Critical race theory and “coercive” diversity, equity and inclusion have taken Florida’s New College “hostage,” warns City Journal’s Christopher Rufo, now a trustee as part of Gov. Ron DeSantis’ bid to “recapture” the school. Staff and students “whisper” of the “culture problem,” in which “left-wing activist students” exploit the “DEI-style bureaucracy” and target critics, while the college does “little.” There’s no “guarantee” DeSantis can reclaim the school from the “bullies” and recommit it to “the pursuit of truth,” not “ideology.” Some already suggest Rufo cancel a planned Town Hall to avoid the risk of physical harm. But changing the culture “must begin with defiance of such intimidation” — and “a willingness to speak the truth.

From the right: Still Smearing Kavanaugh

“The people who tried to kill the Kavanaugh nomination never gave up,” laments the Washington Examiner’s Byron York.
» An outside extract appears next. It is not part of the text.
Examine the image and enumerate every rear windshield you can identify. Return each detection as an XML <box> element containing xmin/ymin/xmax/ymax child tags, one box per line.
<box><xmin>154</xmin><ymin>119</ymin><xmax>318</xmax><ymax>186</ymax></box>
A new Hollywood documentary, “Justice,” rehashes how “three women accused Kavanaugh of sexual misconduct decades earlier when he was in high school and college.” But the film doesn’t offer new proof, so investigations by “Senate Democrats, then by friendly journalists, and now by friendly moviemakers, have all served to illustrate how flimsy the accusations against Kavanaugh were.” The film’s only purpose is simply to “keep the protests going” and “fuel efforts on the Left to delegitimize the Supreme Court.”

Liberal: Democrats’ Climate Derangement

The Liberal Patriot’s Ruy Teixeira shows how Democrats in the Trump years came to embrace “the catastrophist view of climate change already held by activists,” as the Obama approach “which was attentive to standard Democratic concerns about jobs and prices, has been left in the rear view mirror.” Yet this view “is neither particularly accurate nor practical”: The immediate threat is far less dire, and: “You simply cannot get rid of fossil fuels as fast as climate activists and their supporters in the Democratic party want,” when 84% “of world energy consumption is from fossil fuels and that is only a point lower in the United States.” In reality: “Climate change is a serious problem, but a solvable one that will take decades and massive technological innovation,” not “a quixotic attempt to remake the global economy around renewables in a short span of time.”